Accueil ACTUALITÉS AFFAIRE BOITEUX : LE RAPPORTEUR PUBLIC CONCLUT A L’ANNULATION DE LA TOTALITÉ DES ACTES DU GOUVERNEMENT MARTIN / BACKÈS

AFFAIRE BOITEUX : LE RAPPORTEUR PUBLIC CONCLUT A L’ANNULATION DE LA TOTALITÉ DES ACTES DU GOUVERNEMENT MARTIN / BACKÈS

Gouvernement

Communiqué du jeudi 12 décembre 2013

Le 12 septembre 2013 dernier, le tribunal administratif avait suspendu, pour « erreur manifeste d’appréciation », la sanction de rétrogradation infligée le 19 août 2013 par Harold Martin à Stéphanie Boiteux. Une semaine plus tard, il avait annulé les deux arrêtés pris par le même Harold Martin, pour la suspendre de ses fonctions de directrice des services fiscaux (cf. notre communiqué du 20 septembre).

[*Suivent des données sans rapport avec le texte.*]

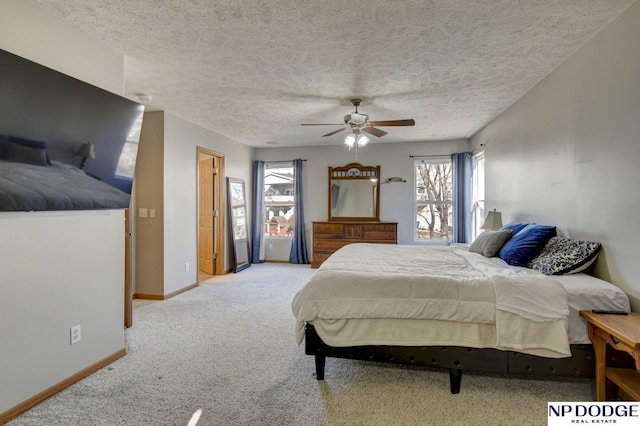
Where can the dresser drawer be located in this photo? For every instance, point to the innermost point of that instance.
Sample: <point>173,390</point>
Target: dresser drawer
<point>328,246</point>
<point>329,237</point>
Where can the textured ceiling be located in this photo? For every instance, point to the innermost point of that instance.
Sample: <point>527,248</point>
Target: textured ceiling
<point>254,70</point>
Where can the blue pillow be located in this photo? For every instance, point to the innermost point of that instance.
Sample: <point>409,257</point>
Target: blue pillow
<point>29,143</point>
<point>526,244</point>
<point>514,226</point>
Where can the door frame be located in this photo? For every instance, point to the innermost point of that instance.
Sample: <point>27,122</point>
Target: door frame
<point>218,221</point>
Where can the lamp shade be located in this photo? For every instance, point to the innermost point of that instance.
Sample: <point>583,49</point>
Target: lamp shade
<point>86,150</point>
<point>493,221</point>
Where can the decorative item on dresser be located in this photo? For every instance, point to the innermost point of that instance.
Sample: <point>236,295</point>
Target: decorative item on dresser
<point>330,236</point>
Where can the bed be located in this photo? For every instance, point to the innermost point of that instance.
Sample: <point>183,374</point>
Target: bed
<point>455,308</point>
<point>54,186</point>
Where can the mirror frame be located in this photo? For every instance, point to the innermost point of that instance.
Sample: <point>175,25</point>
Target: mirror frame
<point>355,171</point>
<point>238,226</point>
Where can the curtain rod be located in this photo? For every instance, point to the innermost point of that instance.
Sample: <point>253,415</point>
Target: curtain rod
<point>283,161</point>
<point>430,156</point>
<point>481,147</point>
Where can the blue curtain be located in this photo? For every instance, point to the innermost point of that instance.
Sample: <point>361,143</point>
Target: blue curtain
<point>462,187</point>
<point>257,230</point>
<point>299,243</point>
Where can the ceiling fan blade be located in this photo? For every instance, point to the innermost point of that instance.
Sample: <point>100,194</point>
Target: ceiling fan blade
<point>334,132</point>
<point>373,131</point>
<point>409,122</point>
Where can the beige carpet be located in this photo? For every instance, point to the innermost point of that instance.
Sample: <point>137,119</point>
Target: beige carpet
<point>228,347</point>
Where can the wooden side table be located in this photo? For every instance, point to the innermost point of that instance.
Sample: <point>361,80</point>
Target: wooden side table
<point>621,332</point>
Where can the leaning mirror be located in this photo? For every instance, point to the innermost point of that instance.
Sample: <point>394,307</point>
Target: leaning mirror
<point>237,206</point>
<point>354,192</point>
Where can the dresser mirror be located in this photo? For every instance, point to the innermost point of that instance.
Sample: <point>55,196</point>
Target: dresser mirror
<point>354,192</point>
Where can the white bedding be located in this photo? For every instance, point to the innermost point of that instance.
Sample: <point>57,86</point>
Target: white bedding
<point>370,294</point>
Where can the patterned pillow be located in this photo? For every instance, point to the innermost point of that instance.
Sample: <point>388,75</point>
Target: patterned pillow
<point>562,256</point>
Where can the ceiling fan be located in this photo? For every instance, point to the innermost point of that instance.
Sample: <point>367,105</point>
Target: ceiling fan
<point>358,122</point>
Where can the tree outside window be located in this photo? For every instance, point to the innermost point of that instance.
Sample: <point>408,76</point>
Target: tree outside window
<point>434,200</point>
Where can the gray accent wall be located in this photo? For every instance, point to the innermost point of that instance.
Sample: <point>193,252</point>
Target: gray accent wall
<point>568,152</point>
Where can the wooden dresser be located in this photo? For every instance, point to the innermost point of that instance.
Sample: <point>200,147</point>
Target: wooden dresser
<point>330,236</point>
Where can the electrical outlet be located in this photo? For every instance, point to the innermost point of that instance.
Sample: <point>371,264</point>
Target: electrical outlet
<point>76,335</point>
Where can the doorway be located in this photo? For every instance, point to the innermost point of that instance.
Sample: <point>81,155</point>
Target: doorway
<point>210,214</point>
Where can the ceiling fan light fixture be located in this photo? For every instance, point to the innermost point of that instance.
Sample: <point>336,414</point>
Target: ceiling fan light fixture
<point>358,119</point>
<point>350,140</point>
<point>362,140</point>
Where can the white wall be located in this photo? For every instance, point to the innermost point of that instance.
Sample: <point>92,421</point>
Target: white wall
<point>58,269</point>
<point>567,153</point>
<point>181,142</point>
<point>396,199</point>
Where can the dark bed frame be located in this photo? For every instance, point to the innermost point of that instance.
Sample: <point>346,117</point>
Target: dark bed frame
<point>457,359</point>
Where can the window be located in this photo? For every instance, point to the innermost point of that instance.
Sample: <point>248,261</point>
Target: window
<point>278,200</point>
<point>129,153</point>
<point>434,202</point>
<point>478,194</point>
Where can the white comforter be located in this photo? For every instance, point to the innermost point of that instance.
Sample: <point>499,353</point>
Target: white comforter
<point>374,281</point>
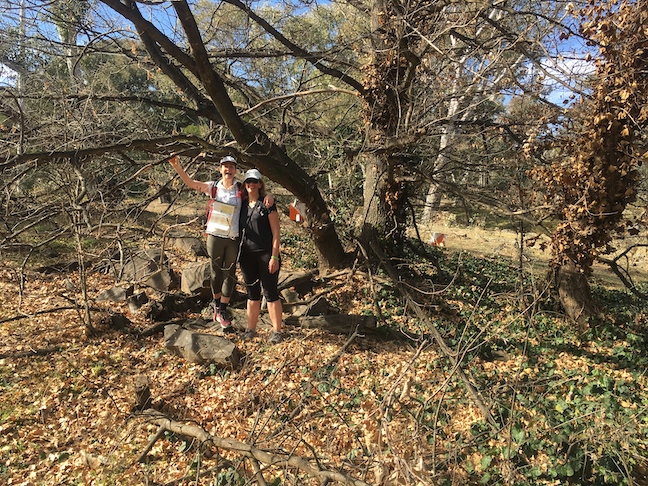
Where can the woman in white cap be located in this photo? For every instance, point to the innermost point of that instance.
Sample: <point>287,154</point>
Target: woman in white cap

Ce matin, le tribunal administratif a examiné les 6 dernières affaires pendantes concernant Mme Boiteux. Le « rapporteur public » a rendu ses conclusions, et celle-ci sont à nouveau très sévères à l’encontre d’Harold Martin et de Sonia Backès :

1°) En ce qui concerne l’arrêté voté le 11 juin 2013 par le gouvernement collégial, à 5 voix contre 5, pour mettre fin aux fonctions de Mme Boiteux comme directrice des services fiscaux, le rapporteur public demande au tribunal de suivre l’avis du Conseil d’Etat, selon lequel la voix du président du gouvernement ne peut être prépondérante que lorsque le gouvernement a un effectif pair et qu’il se partage exactement par moitié sur la décision à prendre. En conséquence, pour le rapporteur public, Mme Boiteux n’a jamais cessé d’être directrice des services fiscaux.

2°) Le rapporteur public a également demandé au tribunal d’annuler la sanction de rétrogradation infligée à Stéphanie Boiteux par le président du gouvernement le 19 août 2013 (arrêté déjà suspendu par le tribunal le 12 septembre). Il considère que celle-ci n’a commis aucune faute justifiant une sanction, ni lors de la réunion de la commission fiscalité du 29 mai dernier au congrès, ni dans ses courriers électroniques, lesquels ne traduisent aucun manquement au devoir de réserve, aucune trahison du secret fiscal et aucune volonté de nuire, mais relèvent simplement de l’exercice normal du métier de directeur. A ce titre, le rapporteur public a relevé que le gouvernement se méprenait en ce qui concerne le devoir de loyauté, qui est du par les agents publics à l’ensemble du gouvernement collégial et non à un membre particulier : il est donc normal qu’un agent informe un membre du gouvernement, même lorsqu’il n’est pas du même bord que le membre du gouvernement dont il dépend…

3°) En conséquence, le rapporteur public a aussi demandé l’annulation des deux arrêtés pris le 1er octobre 2010 par le président du gouvernement pour muter d’office Stéphanie Boiteux à la cellule des transferts de compétence

4°) Annulation demandée, encore, pour l’arrêté pris le 11 juin par le président du gouvernement relatif à sa fin de fonctions.

5°) Considérant que les attaques formulées par Harold Martin sur les ondes de RRB étaient mensongères et avaient porté atteinte à l’honneur de Stéphanie Boiteux, le rapporteur public a conclu que celle-ci avait droit à la protection de la Nouvelle-Calédonie, en application de l’article 10 de la délibération du 24 juillet 1990 portant droits et obligations des fonctionnaires territoriaux, et il a donc constaté que c’est à tort que le président du gouvernement lui avait refusé cette protection.

5°) Enfin, le rapporteur public a rappelé que l’entretien annuel d’évaluation était un droit des agents publics, et a jugé que l’absence d’entretien accordé à Mme Boiteux depuis l’entrée en fonctions du gouvernement Martin constituait une faute ouvrant droit à réparation, en l’occurrence à hauteur d’un million de francs.

C’est donc une véritable Bérézina pour Harold martin et Sonia Backès : voilà ce qui arrive lorsque, au mépris du droit, on veut mettre au pas des fonctionnaires dont l’intégrité et le sens du service public dérangent.